For information collected via cookies or information you send to us we rely upon you consent.

 
 

Who will we share your information with?

Other organisations

We will not share information collected via cookies or information you send to us unless you agree to this. For example, you may send us information relating to our research and that information will be processed in line with our research data management plan.

 

Information transferred overseas

Some of the personal data we process about you may be transferred to, and stored at, a destination outside the European Economic Area (“EEA”). These processes include where the personal data is processed by our staff, contractors or suppliers who are based outside the EEA or who use storage facilities outside the EEA.

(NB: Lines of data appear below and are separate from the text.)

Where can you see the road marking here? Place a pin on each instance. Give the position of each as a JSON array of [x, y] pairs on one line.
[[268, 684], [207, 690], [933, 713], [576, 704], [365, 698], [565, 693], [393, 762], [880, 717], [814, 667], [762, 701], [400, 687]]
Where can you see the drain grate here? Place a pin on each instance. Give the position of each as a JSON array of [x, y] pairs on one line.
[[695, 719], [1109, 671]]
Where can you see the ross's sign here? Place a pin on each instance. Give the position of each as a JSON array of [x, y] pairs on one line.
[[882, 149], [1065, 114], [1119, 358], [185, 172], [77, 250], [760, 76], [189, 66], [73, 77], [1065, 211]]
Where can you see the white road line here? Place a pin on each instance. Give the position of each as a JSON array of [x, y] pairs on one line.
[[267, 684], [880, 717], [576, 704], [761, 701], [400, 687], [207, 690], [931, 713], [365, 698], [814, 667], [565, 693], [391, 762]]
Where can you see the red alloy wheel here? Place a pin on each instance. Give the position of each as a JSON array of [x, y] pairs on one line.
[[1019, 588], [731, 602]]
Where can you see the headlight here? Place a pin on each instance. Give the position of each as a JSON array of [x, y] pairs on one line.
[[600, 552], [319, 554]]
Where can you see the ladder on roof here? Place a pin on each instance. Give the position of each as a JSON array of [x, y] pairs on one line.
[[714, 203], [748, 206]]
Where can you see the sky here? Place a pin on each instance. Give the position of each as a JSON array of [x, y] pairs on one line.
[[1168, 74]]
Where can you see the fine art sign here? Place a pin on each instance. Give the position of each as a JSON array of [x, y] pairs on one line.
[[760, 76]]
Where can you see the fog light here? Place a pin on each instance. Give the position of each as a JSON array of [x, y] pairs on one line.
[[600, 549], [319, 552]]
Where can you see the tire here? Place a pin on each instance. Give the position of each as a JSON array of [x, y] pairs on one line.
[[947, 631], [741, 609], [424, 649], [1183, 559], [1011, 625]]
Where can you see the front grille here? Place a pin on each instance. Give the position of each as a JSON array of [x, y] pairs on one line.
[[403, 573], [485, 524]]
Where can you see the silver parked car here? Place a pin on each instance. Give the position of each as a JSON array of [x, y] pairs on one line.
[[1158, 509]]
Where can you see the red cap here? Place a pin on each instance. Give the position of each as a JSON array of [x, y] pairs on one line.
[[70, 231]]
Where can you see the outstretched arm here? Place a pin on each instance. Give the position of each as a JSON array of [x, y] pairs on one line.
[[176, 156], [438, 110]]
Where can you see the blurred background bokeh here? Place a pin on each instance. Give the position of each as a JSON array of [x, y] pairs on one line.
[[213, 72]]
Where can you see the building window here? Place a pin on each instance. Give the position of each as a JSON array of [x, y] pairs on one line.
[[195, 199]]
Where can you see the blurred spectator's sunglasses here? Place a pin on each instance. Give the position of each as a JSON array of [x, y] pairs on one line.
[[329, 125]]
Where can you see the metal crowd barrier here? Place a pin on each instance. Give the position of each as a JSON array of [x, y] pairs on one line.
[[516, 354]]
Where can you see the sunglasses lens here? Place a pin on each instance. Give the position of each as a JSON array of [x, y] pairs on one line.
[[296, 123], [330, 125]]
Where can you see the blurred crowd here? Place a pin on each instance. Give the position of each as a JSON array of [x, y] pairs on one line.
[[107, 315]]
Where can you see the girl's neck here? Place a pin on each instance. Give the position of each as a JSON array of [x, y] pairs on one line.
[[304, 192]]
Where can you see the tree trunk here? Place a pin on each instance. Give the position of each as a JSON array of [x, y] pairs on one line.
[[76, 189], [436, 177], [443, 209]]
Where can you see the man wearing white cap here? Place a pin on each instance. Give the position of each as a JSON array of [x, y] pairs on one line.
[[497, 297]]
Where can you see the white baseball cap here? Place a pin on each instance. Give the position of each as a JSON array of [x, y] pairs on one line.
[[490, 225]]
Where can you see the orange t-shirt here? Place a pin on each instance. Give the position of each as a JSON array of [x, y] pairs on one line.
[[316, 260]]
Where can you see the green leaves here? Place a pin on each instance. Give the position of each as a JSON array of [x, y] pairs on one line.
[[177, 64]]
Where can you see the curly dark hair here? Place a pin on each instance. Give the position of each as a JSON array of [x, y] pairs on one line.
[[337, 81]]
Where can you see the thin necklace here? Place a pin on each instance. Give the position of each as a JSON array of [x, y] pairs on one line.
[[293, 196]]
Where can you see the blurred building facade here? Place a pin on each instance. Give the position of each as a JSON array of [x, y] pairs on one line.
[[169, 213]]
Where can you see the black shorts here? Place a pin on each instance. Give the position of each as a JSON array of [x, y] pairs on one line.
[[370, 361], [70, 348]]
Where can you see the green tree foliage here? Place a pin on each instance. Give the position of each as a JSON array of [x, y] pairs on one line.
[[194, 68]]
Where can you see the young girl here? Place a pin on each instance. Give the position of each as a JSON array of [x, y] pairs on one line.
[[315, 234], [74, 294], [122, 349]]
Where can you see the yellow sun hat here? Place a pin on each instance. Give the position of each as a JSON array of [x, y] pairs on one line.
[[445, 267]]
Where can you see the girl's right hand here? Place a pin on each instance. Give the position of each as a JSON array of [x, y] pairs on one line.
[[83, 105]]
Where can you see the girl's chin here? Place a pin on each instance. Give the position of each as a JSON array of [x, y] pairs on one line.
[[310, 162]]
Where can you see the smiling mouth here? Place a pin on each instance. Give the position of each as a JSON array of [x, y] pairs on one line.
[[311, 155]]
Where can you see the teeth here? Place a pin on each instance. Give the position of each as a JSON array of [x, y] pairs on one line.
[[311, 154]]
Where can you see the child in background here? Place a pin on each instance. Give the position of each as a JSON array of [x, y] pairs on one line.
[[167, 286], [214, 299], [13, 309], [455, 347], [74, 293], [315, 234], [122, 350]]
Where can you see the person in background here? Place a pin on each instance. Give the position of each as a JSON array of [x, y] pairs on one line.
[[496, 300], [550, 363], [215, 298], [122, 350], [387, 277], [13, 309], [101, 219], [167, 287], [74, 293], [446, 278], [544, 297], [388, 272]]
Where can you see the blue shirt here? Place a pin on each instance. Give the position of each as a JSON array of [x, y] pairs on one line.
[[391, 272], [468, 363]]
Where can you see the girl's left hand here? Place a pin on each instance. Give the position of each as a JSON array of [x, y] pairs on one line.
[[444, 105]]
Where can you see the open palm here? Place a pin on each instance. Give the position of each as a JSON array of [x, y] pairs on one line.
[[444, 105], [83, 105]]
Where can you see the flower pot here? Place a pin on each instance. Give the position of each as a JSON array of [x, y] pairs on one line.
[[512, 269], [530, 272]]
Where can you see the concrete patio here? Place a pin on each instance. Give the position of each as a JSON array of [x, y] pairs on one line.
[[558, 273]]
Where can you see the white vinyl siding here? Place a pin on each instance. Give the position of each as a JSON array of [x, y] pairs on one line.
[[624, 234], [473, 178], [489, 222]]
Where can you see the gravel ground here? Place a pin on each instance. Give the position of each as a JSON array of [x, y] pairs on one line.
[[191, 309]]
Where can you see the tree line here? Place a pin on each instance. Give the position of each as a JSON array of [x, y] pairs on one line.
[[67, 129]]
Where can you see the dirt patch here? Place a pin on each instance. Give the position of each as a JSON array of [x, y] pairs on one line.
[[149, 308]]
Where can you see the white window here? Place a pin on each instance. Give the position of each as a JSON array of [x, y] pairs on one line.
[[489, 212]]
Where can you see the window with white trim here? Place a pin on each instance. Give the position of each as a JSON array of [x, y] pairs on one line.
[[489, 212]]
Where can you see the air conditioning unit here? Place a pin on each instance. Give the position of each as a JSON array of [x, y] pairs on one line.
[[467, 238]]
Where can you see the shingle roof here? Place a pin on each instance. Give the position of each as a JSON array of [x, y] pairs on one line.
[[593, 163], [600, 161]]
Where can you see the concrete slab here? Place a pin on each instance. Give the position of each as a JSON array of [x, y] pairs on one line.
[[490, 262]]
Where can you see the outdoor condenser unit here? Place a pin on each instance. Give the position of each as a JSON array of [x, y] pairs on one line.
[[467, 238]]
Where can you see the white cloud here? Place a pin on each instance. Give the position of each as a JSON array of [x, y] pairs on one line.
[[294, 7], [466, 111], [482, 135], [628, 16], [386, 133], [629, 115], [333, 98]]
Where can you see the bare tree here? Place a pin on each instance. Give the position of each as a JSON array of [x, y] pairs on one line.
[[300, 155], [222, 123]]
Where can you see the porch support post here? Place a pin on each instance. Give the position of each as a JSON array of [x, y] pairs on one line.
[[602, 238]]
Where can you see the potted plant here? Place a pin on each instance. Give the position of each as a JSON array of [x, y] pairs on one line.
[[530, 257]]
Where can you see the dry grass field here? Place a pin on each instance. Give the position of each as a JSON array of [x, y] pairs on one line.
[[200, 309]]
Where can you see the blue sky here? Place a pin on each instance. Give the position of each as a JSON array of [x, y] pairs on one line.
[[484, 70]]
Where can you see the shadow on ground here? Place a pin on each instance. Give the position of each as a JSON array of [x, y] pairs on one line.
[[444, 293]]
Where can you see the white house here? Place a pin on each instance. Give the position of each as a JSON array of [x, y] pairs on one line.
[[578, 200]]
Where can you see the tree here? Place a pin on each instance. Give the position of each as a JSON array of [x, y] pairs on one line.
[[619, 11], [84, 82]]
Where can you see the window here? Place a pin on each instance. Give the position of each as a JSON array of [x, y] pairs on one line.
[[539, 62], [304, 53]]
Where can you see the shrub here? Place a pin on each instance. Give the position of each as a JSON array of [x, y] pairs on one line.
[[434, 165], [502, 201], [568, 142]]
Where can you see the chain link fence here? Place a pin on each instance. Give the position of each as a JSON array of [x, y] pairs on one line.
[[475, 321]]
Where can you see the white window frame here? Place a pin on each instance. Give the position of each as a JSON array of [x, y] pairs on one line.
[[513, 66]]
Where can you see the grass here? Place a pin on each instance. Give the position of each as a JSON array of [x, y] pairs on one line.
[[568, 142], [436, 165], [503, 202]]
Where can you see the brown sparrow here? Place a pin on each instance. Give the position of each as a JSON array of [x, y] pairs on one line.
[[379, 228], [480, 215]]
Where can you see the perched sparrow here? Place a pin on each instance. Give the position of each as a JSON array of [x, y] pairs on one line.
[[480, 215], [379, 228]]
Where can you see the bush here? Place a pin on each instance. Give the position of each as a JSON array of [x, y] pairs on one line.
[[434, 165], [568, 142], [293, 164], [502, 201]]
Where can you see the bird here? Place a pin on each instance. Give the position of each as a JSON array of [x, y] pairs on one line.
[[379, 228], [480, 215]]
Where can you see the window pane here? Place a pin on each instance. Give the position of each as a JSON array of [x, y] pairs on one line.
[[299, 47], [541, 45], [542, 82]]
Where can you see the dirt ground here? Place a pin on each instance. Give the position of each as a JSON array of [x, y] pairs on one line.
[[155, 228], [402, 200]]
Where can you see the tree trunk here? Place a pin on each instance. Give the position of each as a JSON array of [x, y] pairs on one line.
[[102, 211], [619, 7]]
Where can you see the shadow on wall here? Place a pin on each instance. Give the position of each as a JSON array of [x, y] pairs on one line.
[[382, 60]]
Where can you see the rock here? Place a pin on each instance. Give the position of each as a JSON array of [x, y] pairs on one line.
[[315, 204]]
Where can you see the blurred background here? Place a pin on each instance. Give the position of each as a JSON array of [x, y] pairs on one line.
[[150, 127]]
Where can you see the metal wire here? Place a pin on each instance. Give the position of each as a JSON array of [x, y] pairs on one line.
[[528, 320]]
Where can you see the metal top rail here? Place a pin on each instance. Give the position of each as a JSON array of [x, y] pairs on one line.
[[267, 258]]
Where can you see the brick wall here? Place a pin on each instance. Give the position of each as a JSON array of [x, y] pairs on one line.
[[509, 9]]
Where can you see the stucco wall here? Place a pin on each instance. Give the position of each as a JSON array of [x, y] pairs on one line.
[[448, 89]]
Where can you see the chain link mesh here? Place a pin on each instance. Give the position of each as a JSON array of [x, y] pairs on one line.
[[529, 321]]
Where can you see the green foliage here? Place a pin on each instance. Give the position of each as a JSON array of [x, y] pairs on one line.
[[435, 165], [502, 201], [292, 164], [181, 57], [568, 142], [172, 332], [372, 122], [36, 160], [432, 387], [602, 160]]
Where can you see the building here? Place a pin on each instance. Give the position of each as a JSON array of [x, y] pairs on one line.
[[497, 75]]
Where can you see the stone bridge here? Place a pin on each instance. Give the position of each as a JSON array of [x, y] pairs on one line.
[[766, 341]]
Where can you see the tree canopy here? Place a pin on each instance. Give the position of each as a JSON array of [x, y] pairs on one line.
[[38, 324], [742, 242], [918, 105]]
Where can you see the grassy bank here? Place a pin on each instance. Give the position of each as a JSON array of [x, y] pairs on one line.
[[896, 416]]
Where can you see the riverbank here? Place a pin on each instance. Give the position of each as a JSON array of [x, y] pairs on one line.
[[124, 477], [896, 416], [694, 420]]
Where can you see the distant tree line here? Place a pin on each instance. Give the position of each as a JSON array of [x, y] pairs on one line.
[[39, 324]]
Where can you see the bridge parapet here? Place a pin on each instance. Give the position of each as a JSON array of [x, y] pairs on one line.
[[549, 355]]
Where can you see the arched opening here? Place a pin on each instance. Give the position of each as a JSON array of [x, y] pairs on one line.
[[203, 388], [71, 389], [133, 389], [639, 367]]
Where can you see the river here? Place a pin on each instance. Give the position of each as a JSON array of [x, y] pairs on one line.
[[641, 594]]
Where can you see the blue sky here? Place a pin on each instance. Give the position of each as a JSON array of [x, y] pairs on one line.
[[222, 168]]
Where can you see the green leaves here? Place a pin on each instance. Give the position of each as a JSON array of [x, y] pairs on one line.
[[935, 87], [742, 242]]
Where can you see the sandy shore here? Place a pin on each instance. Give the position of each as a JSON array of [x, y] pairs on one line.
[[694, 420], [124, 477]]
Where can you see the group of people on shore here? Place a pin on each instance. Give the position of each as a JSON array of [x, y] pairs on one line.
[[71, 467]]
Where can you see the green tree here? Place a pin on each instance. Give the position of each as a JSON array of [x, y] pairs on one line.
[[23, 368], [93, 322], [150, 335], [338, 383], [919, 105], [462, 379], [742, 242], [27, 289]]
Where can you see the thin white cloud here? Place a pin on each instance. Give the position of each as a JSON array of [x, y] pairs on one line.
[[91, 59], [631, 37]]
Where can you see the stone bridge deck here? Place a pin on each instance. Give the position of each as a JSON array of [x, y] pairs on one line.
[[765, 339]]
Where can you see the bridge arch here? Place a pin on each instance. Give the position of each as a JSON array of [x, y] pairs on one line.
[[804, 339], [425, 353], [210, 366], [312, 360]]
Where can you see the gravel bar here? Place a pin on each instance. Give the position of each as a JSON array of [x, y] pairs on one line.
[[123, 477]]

In these circumstances, your personal data will only be transferred on one of the following bases:

  • where the transfer is subject to one or more of the “appropriate safeguards” for international transfers prescribed by applicable law (for example, standard data protection clauses adopted by the European Commission);
  • a European Commission decision provides that the country or territory to which the transfer is made ensures an adequate level of data protection;
  • there exists another situation where the transfer is permitted under applicable law (for example, where we have your explicit consent).

 

For how long do we keep your information?

Please refer to the section about cookie above, for more detail about how long individual cookies will retain information.

 
 

What are your rights?

Under the GDPR and when the new UK Data Protection Act comes into force, you have the following rights:

  • to access from us the personal data we hold about you;
  • to require us to correct the personal data we hold about you if it is incorrect;
  • to require us to erase your personal data;
  • to require us to restrict our data processing activities (and, where our processing is based on your consent, you may withdraw that consent, without affecting the lawfulness of our processing based on consent before its withdrawal);
  • to receive your personal data, which you provided to us, in a structured, commonly used and machine-readable format and the right to transmit that data to another controller;
  • to object, on grounds relating to your particular situation, to any of our particular processing activities where you feel this has a disproportionate impact on your rights;
  • to not be subject to a decision based solely on automated processing, including profiling, which has a legal effect on you.

Please note that the above rights are not absolute and we may be entitled to refuse requests where exceptions apply.

If you have given your consent and you wish to withdraw it, please contact our Data Protection Officer using the contact details set out below. Please note that where our processing of your personal data relies on your consent and where you then withdraw that consent, we may not be able to provide all or some aspects of our services to you.

 
 

Who can you contact about your information?

If you wish to request access to the personal data we hold about you please use the Subject Access Request Form available online. For any other queries about this privacy notice or how we process your personal data you can contact our Data Protection Officer by email: DPO@kingston.ac.uk or by post: Data Protection Officer, Vice Chancellor’s Office, River House, 53–57 High Street, Kingston upon Thames, Surrey KT1 1LQ.

If you are not satisfied with how we are processing your personal data, you can make a complaint to the Information Commissioner.

You can find out more about your rights under data protection legislation from the Information Commissioner’s Office website.